Russian combat aircraft simulators made by the Tranzas and Dinamika companies have been supplied to Venezuela (simulators for the Mi-171, Mi-17V-5, Mi-25 and Mi-35 helicopters), Nicaragua (the Mi-17V-5), the Czech Republic (the Mi-171 crew simulator), and Kazakhstan (the MiG-31). 

“Where are we flying?” I ask the pilot, trying to raise my voice above the roar of the engine.

“Imeretinskaya Bay, Sochi,” Rustam shouts back, his eyes fixed on the instrument panel. “Initially our guys tried to fly along the coast, hoping to make out the holiday homes they had been to. It was no good: The holiday homes had not been drawn…”

“Is the Krasnaya Polyana ski resort there?”

“No, just the mountains.”

“Could you fly into Georgia?”

“We tried,” he smiles. “Behind Psou (the river separating Russia from Abkhazia) there is Sochi again. And you can't fly to Georgia above the sea either: It’s endless.”

As if to show me what he means, Rustam turns the helicopter away from the mountains and towards the sea and we suddenly see the Admiral Kuznetsov aircraft carrier near the coast. We come closer to it and, to allow me to get a better look at the ship, the pilot makes an impressive U-turn above the deck, nearly scratching the "parked" Su-33s with the blades. It was a close shave. And then we go back toward the mountains, to shoot some targets…

Naval aviation pilots for Russia's only aircraft carrier start their training not in the Arctic, where the Admiral Kuznetsov is based, but in central Moscow. The head of the mathematical and test bed simulation at the MiG aircraft corporation, Vladimir Ivanov, says that flight simulators is one of the most important areas of his company's work.
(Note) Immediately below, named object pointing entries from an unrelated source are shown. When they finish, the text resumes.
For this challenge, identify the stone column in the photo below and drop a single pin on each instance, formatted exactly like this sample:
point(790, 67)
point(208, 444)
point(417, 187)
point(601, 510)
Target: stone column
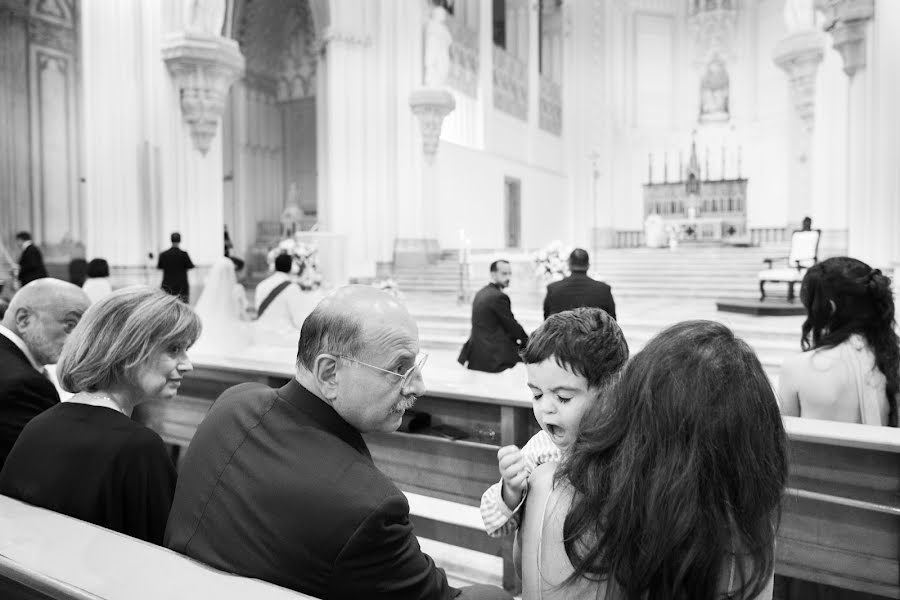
point(849, 23)
point(799, 55)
“These days, not a single batch of MiG-29 fighters is delivered without supplying the customer with special training sessions and simulators,” Ivanov says. “Our knowhow is the use of 3D technologies in flight visualization.”

A pilot training on a MiG-29 simulator is wearing 3D glasses, as if he were watching a sci-fi blockbuster at a modern multiplex. According to Ivanov, three-dimensional pictures help the pilot to get a better idea of the distance to different objects, their size and form. For instance, the training program envisages practicing a formation flight, in which the pilot needs to know the exact distance to the aircraft next to his, or mid-aid refueling from an Ilyushin Il-78 aerial tanker.

To perform the latter in real life, a pilot needs to approach the tanker aircraft to a distance of 120 meters, gradually coming closer to it, since the refueling hose is only 21 meters (just over 22 yards) long. What follows next is a task of high precision: The receiver aircraft probe needs to couple with the drogue attached to the hose and receive fuel at a rate of two tons a minute. The distance between the two aircraft must remain the same and they need to keep up the same speed. Even on a simulator, this maneuver makes pilots sweat. However, landing on the Admiral Kuznetsov aircraft carrier is even harder. From a bird’s eye view, the massive ship looks no bigger than a matchbox.

“A 3D picture helps the pilot to come into landing on the Admiral Kuznetsov too,” Ivanov explains.  “The computer model of that ship captures not only the landing system but also all the deck structures and equipment of the actual ship.”

Flight simulation is not a new area for Russian aircraft manufacturers. However, it is only now, thanks to modern software, various hydraulic systems, and 3D visualization of the environment, that simulators have been capable to truly imitate a real flight and its conditions.

The trainers in Torzhok say that having completed a training course on a simulator, for example of the multi-purpose Mi-8 helicopter, a second pilot can be put into a real helicopter straight away and entrusted with some simple flight tasks. Meanwhile, pilots of strike helicopters, like the Mi-28, Ka-28 and Mi-35, can use simulators to imitate, practically without limitations, real combat situations, which it is very difficult to do during peacetime exercises.